Running Simulation with Hyperthreading Doubles Runtime

Running simulation with hyperthreading doubles runtime

Maybe the context switches produce more overhead, caused by 6 massivly calculating processes and only 4 real cores. If the processes compete for the cpu-ressources, they may use inefficient the cpu-caches.

If you only enable 4 instead of 6 core, what's the result?

Understanding software parallelization on a linux workstation

If you have 8 cpu threads available, and your programs consume 100% of a single CPU, it does not make sense to run more than 8 programs at a time.

If your programs are multi-threaded, then you may want to have fewer than 8 processes running at a time. If your programs occasionally use less than 100% of a single CPU (perhaps if they're waiting for IO), then you may want to run more than 8 processes at a time.

Even if the process limit for your user is extremely high, other resources could be exhausted much sooner - for instance, RAM. If you launch 200 processes and they exhaust RAM, then the operating system will respond by satisfying requests for RAM by swapping out some other process's RAM to disk; and now the computer needlessly crawls to a halt because 200 processes are waiting on IO to get their memory back from disk, only to have it be written out again because some other process wants to run. This is called thrashing.

If your goal is to perform some batch computation, it does not make sense to load the computer any more than enough processes to keep all CPU cores at 100% utilization. Anything more is waste.

Edit - Clarification on terminology.

A single computer can have more than one CPU socket.
A single CPU can have more than one CPU core.
A single CPU core can support simultaneous execution of more than one stream of instructions. Hyperthreading is an example of this.
A stream of instructions is what we typically call a "thread", either in the context of the operating system, processes, or in the CPU.

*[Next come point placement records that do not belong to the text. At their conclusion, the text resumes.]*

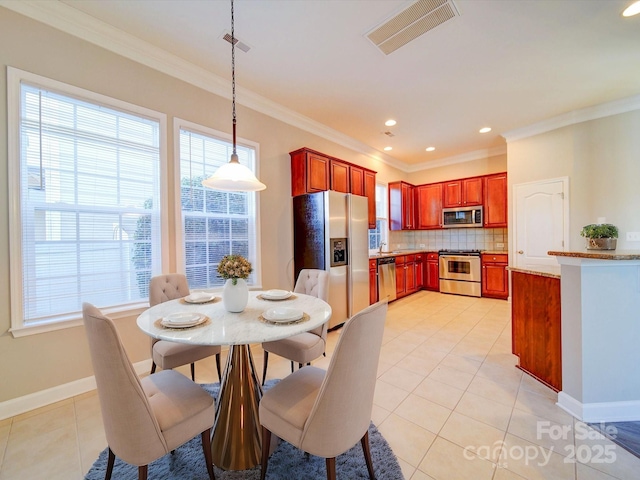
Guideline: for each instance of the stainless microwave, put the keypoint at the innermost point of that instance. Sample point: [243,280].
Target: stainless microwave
[461,217]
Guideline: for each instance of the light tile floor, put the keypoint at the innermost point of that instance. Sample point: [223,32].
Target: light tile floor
[448,400]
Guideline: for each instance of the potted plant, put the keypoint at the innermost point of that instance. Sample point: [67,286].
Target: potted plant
[600,236]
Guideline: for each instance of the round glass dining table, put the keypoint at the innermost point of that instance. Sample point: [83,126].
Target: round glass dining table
[235,443]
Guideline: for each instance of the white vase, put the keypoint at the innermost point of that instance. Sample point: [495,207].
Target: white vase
[235,297]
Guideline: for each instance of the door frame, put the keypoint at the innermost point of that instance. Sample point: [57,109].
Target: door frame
[565,213]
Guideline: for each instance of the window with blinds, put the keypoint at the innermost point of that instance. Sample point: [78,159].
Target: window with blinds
[89,209]
[214,223]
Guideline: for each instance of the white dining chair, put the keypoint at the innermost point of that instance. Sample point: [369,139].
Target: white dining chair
[166,354]
[327,413]
[306,346]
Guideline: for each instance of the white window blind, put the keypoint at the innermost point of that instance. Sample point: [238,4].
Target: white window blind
[89,181]
[214,223]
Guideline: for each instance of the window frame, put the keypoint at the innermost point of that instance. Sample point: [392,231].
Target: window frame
[384,234]
[15,77]
[178,124]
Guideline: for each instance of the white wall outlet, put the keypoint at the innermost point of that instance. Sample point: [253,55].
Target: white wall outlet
[633,236]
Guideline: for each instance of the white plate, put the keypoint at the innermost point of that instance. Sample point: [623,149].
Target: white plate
[276,294]
[199,297]
[283,314]
[183,320]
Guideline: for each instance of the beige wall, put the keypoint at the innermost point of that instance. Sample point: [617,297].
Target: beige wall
[600,158]
[37,362]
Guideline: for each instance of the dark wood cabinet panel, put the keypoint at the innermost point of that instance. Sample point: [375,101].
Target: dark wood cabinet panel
[432,272]
[370,193]
[401,206]
[464,192]
[309,172]
[495,201]
[495,281]
[356,180]
[373,281]
[428,200]
[536,326]
[339,176]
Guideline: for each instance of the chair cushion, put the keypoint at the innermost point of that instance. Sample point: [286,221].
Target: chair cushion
[301,348]
[179,405]
[168,355]
[285,407]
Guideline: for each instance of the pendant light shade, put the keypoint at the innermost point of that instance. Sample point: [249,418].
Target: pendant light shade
[233,176]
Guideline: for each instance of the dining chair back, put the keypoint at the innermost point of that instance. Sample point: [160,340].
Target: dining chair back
[326,413]
[143,419]
[306,346]
[166,354]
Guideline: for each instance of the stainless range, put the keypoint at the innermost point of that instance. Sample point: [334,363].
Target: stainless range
[460,272]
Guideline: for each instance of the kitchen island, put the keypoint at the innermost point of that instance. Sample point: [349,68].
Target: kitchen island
[600,297]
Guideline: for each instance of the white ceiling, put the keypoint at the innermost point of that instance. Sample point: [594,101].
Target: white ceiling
[503,63]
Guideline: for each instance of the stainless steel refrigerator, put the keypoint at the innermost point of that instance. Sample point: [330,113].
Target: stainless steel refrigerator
[330,232]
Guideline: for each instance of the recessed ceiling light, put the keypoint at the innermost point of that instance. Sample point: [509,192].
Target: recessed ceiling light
[632,10]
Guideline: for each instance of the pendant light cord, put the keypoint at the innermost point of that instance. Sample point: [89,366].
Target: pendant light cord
[233,76]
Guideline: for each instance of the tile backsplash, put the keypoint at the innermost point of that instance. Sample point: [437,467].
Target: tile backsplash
[452,238]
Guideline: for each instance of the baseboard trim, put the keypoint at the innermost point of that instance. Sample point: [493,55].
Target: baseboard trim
[42,398]
[597,412]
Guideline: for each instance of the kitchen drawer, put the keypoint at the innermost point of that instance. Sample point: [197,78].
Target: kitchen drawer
[495,257]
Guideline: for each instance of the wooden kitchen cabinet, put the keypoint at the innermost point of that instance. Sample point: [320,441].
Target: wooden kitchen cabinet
[432,272]
[419,271]
[370,193]
[309,172]
[536,326]
[428,200]
[373,281]
[463,192]
[495,281]
[340,179]
[495,201]
[401,206]
[356,180]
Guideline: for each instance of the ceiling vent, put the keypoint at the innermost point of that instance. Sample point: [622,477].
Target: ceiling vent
[410,23]
[241,45]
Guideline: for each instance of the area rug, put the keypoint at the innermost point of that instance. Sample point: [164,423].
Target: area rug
[625,434]
[286,462]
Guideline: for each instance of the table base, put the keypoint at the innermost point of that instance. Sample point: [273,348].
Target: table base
[236,440]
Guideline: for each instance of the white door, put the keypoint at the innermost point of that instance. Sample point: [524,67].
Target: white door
[541,222]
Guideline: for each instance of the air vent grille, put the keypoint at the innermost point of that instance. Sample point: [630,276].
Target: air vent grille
[415,20]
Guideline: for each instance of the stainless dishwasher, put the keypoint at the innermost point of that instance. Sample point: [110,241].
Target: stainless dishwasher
[387,278]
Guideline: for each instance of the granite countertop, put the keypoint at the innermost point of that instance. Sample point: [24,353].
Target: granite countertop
[600,254]
[396,253]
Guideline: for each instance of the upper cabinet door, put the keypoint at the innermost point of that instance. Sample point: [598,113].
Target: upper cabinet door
[357,180]
[429,206]
[495,201]
[309,172]
[370,193]
[472,191]
[340,179]
[462,193]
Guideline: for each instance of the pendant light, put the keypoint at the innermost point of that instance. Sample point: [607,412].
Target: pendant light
[233,176]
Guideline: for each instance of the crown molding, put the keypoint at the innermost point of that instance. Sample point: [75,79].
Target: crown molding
[595,112]
[74,22]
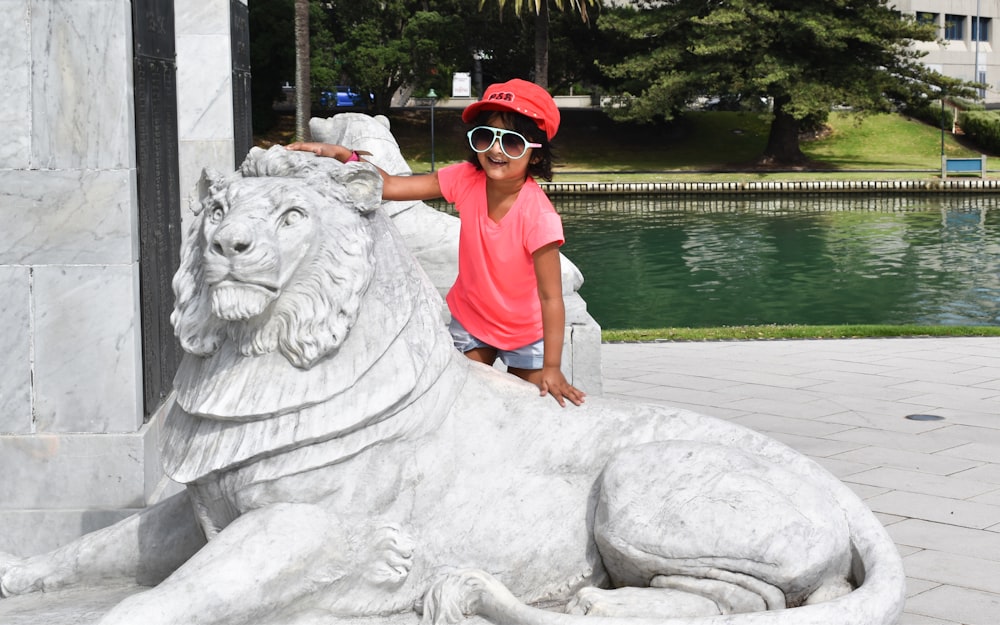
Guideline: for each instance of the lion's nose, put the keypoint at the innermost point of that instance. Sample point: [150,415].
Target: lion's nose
[232,239]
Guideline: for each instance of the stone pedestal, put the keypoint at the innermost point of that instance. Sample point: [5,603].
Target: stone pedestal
[77,445]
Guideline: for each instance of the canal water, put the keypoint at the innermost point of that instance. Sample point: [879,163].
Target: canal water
[700,261]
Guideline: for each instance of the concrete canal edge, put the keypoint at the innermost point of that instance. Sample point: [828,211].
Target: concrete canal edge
[977,185]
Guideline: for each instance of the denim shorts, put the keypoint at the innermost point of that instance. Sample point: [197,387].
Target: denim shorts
[530,356]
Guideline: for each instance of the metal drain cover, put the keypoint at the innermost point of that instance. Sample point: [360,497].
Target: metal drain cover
[920,417]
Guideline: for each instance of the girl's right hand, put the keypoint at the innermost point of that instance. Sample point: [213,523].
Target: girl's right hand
[330,150]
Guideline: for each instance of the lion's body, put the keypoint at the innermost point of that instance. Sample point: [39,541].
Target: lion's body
[344,461]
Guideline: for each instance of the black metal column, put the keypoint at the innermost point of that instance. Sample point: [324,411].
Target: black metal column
[239,34]
[155,78]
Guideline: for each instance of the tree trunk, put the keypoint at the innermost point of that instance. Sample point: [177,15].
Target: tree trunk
[783,140]
[542,45]
[303,82]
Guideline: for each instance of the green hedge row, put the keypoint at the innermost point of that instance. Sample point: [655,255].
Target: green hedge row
[982,128]
[931,113]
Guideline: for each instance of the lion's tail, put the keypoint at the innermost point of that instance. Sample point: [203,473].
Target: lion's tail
[878,599]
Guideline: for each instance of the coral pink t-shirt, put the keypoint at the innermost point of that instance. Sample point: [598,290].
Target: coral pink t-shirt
[496,294]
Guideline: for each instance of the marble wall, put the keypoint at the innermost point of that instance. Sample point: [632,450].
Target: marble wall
[75,452]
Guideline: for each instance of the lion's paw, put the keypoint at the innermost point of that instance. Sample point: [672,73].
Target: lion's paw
[392,557]
[639,603]
[456,595]
[14,576]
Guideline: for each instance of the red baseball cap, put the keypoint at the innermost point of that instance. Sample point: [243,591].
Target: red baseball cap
[522,97]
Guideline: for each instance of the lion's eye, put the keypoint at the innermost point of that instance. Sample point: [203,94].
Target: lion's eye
[217,214]
[291,217]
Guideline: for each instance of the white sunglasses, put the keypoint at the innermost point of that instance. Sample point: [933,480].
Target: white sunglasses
[513,144]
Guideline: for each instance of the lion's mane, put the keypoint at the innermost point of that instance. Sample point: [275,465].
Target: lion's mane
[314,312]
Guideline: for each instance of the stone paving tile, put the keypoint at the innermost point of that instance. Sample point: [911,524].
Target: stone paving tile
[976,434]
[859,391]
[924,483]
[677,380]
[842,468]
[789,425]
[937,509]
[864,491]
[982,419]
[920,619]
[875,405]
[937,388]
[956,570]
[985,473]
[950,538]
[955,604]
[992,498]
[916,586]
[772,378]
[812,446]
[926,463]
[888,519]
[676,395]
[793,404]
[974,451]
[894,422]
[899,440]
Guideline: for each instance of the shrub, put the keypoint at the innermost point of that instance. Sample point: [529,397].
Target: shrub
[982,128]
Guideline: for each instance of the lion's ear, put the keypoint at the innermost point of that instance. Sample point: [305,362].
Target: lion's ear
[209,180]
[364,186]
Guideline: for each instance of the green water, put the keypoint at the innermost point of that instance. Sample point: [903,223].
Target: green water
[832,259]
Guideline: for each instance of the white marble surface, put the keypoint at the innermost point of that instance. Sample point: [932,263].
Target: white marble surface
[107,473]
[15,76]
[81,85]
[86,365]
[15,350]
[388,470]
[67,217]
[204,88]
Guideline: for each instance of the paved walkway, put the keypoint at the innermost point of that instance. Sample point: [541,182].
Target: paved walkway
[935,485]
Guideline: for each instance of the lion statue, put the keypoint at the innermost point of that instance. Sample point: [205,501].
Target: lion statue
[344,464]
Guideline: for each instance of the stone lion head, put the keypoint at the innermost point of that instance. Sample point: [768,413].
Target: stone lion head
[278,256]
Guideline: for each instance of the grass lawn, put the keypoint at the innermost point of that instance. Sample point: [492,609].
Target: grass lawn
[716,146]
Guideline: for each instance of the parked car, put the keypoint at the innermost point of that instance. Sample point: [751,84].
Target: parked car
[342,95]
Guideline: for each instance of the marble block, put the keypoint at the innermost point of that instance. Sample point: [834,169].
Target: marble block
[81,85]
[68,217]
[343,462]
[93,386]
[15,350]
[15,75]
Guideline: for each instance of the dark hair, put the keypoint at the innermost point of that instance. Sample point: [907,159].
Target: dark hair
[540,165]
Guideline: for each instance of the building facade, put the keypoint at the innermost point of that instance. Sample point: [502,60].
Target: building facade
[966,45]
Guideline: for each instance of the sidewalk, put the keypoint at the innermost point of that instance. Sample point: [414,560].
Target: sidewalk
[935,484]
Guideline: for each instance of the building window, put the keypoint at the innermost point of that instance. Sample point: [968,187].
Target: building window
[981,29]
[954,27]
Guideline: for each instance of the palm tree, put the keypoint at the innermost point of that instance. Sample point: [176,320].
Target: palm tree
[541,8]
[303,84]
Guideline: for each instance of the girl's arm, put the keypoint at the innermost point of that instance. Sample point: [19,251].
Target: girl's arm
[548,273]
[418,187]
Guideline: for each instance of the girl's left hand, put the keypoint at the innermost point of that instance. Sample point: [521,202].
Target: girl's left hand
[554,383]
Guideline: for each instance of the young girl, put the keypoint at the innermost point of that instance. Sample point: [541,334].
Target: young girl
[507,300]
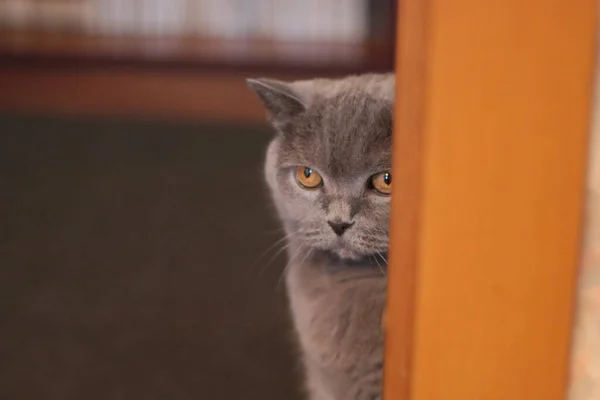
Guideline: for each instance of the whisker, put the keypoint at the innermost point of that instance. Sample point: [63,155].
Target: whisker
[273,258]
[292,260]
[271,247]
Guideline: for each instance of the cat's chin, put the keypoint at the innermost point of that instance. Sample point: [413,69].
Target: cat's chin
[348,254]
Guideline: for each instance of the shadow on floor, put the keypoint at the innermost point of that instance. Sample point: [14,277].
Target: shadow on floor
[126,252]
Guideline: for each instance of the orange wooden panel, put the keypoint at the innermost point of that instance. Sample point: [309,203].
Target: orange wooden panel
[493,106]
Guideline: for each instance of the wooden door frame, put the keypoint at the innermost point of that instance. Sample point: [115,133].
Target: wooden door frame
[491,125]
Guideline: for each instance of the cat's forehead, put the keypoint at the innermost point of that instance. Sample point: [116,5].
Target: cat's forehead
[345,134]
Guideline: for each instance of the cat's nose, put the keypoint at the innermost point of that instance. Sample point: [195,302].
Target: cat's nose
[339,227]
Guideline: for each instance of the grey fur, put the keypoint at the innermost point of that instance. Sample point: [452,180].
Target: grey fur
[336,285]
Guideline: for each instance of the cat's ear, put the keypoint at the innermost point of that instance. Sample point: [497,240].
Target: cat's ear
[281,99]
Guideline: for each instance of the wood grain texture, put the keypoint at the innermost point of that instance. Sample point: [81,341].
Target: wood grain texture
[411,64]
[486,234]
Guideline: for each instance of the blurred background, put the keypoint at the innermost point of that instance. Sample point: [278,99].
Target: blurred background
[133,215]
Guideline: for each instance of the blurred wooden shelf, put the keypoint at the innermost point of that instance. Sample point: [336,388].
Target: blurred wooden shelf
[63,49]
[178,78]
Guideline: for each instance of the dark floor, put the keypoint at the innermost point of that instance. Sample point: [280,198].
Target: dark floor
[126,264]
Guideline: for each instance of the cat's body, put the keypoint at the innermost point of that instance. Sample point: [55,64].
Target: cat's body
[338,131]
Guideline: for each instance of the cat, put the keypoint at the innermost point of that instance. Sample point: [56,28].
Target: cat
[328,168]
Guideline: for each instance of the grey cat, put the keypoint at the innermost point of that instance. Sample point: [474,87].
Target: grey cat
[328,168]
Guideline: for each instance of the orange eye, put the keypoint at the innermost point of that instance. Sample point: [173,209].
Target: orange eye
[308,178]
[382,182]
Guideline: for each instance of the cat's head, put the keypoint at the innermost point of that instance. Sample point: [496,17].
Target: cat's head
[329,165]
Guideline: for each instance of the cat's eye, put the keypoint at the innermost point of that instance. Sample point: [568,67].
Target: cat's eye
[382,182]
[308,177]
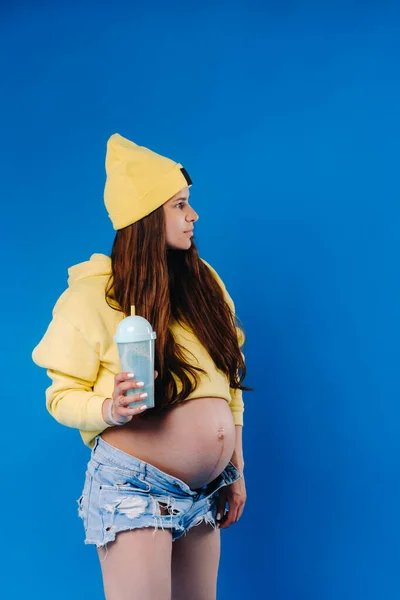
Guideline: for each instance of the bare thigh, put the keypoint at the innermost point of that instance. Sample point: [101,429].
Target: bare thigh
[195,562]
[137,565]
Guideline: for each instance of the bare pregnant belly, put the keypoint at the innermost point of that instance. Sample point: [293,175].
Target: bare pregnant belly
[193,441]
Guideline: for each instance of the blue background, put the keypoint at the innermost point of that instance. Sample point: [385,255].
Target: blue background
[286,116]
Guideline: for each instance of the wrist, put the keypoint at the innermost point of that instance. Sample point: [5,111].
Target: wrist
[238,463]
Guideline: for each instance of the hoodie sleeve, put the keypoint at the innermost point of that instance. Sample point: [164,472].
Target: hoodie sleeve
[72,365]
[236,404]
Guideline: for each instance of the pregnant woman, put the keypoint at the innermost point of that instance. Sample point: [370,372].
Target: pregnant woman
[161,482]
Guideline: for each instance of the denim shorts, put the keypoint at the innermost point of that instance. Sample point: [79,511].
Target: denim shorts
[122,492]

So I could have a computer with 2 sockets, with each socket containing a 4-core CPU, where each of those CPUs supports hyperthreading and thus supports two threads per core.

Such a computer could execute 2 * 4 * 2 = 16 threads simultaneously.

A single process can have as many threads as it wants, until some resources is exhausted - raw RAM, internal operating system data structures, etc. Each process has at least one thread.

It's important to note that tricks like hyperthreading may not scale performance linearly. When you have unhyperthreaded CPU cores, those cores contain enough parts to be able to execute a single stream of instructions all by itself; aside from memory access, it doesn't share anything with the rest of the other cores, and so performance can scale linearly.

However, each core has a lot of parts - and during some types of computations, some of those parts are inactive while others are active. And during other types of computations could be the opposite. Doing a lot of floating-point math? Well, then the integer math unit in the core might be idle. Doing a lot of integer math? Well, then the floating-point math unit might be idle.

Hyperthreading seeks to increase perform, even if only a little bit, by exploiting these temporarily unused units within a core; while the floating point unit is busy, schedule something that can use the integer unit.

...

As far as the operating system is concerned when it comes to scheduling is how many threads across all processes are runnable. If I have one process with 3 runnable threads, a second process with one runnable thread, and a third process with 10 runnable threads, then the OS will want to run a total of 3 + 1 + 10 = 14 threads.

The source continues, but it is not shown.